25 de fevereiro de 2026
Politica

Ministra segura terço e imagem de santa no STF durante julgamento de mandantes da morte da irmã

A ministra da Igualdade Racial, Anielle Franco, segura um terço e uma imagem de Nossa Senhora Aparecida durante o julgamento no Supremo Tribunal Federal (STF) contra os réus acusados de encomendar o assassinato da vereadora carioca Marielle Franco, executada em 2018. Além da irmã Anielle, acompanham a sessão na Primeira Turma da Corte o pai (Antônio), a mãe (Marinete), a filha (Luyara) e a viúva (Mônica Benicio, vereadora carioca) de Marielle.

Durante a sessão, a mãe de Anielle, Marinete, passou mal e deixou o auditório aos prantos. Nesse momento, o relator do processo, ministro Alexandre de Moraes, citava a delação de Ronnie Lessa, assassino confesso, em que foi feita a descrição do planejamento do atentado.

A mãe da vereadora foi atendida por bombeiros do STF, acompanhada de Anielle e a filha de Marielle, Luyara. O grupo ficou cerca de 40 minutos fora da sessão.
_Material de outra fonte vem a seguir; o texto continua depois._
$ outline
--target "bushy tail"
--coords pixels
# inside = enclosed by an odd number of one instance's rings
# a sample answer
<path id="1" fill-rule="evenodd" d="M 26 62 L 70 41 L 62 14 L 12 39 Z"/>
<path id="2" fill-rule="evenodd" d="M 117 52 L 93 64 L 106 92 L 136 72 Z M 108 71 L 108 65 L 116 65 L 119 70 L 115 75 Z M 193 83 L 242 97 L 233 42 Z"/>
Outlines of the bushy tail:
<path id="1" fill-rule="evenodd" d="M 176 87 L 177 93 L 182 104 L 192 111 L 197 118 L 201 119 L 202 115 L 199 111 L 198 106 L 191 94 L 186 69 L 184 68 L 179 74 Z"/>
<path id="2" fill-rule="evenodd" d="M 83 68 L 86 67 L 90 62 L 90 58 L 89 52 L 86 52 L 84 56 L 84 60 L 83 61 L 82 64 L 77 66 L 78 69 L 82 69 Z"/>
Ministra da Igualdade Racial, Anielle Franco, segura terço e imagem de santa durante julgamento dos mandantes do assassinato da irmã Marielle Franco, no STF
Ministra da Igualdade Racial, Anielle Franco, segura terço e imagem de santa durante julgamento dos mandantes do assassinato da irmã Marielle Franco, no STF

STF julga mandantes do atentado

O Supremo julga os seguintes réus, acusados de serem mandantes do assassinato de Marielle:

  • Chiquinho Brazão, ex-deputado federal;
  • Domingos Brazão, conselheiro do Tribunal de Contas do Rio de Janeiro;
  • Rivaldo Barbosa, ex-chefe da Polícia Civil do Rio de Janeiro;
  • Ronald Paulo de Alves Pereira, ex-policial;
  • Robson Calixto Fonseca, ex-assessor de Domingos Brazão.

Logo na abertura do voto, o relator apresentou sua interpretação sobre as motivações do assassinato da vereadora. Moraes votou pela condenação dos quatro réus.

O magistrado afirmou que as provas colhidas pela Polícia Federal contra Chiquinho e Domingos Brazão são “coerentes” e “harmonizadas” e demonstram a “motivação” do crime, assim como a “forma de pagamento” do assassinato executado por Ronnie Lessa.

“Se juntou a questão política com a misoginia, o racismo, a discriminação. Marielle Franco era uma mulher preta, pobre, que estava, no popular, peitando os interesses de milicianos. Qual o recado mais forte que poderia ser feito? Na cabeça misógina, preconceituosa, dos mandantes e executores, quem iria ligar para isso? ‘Vamos eliminá-la e isso não terá grande repercussão’”, disse.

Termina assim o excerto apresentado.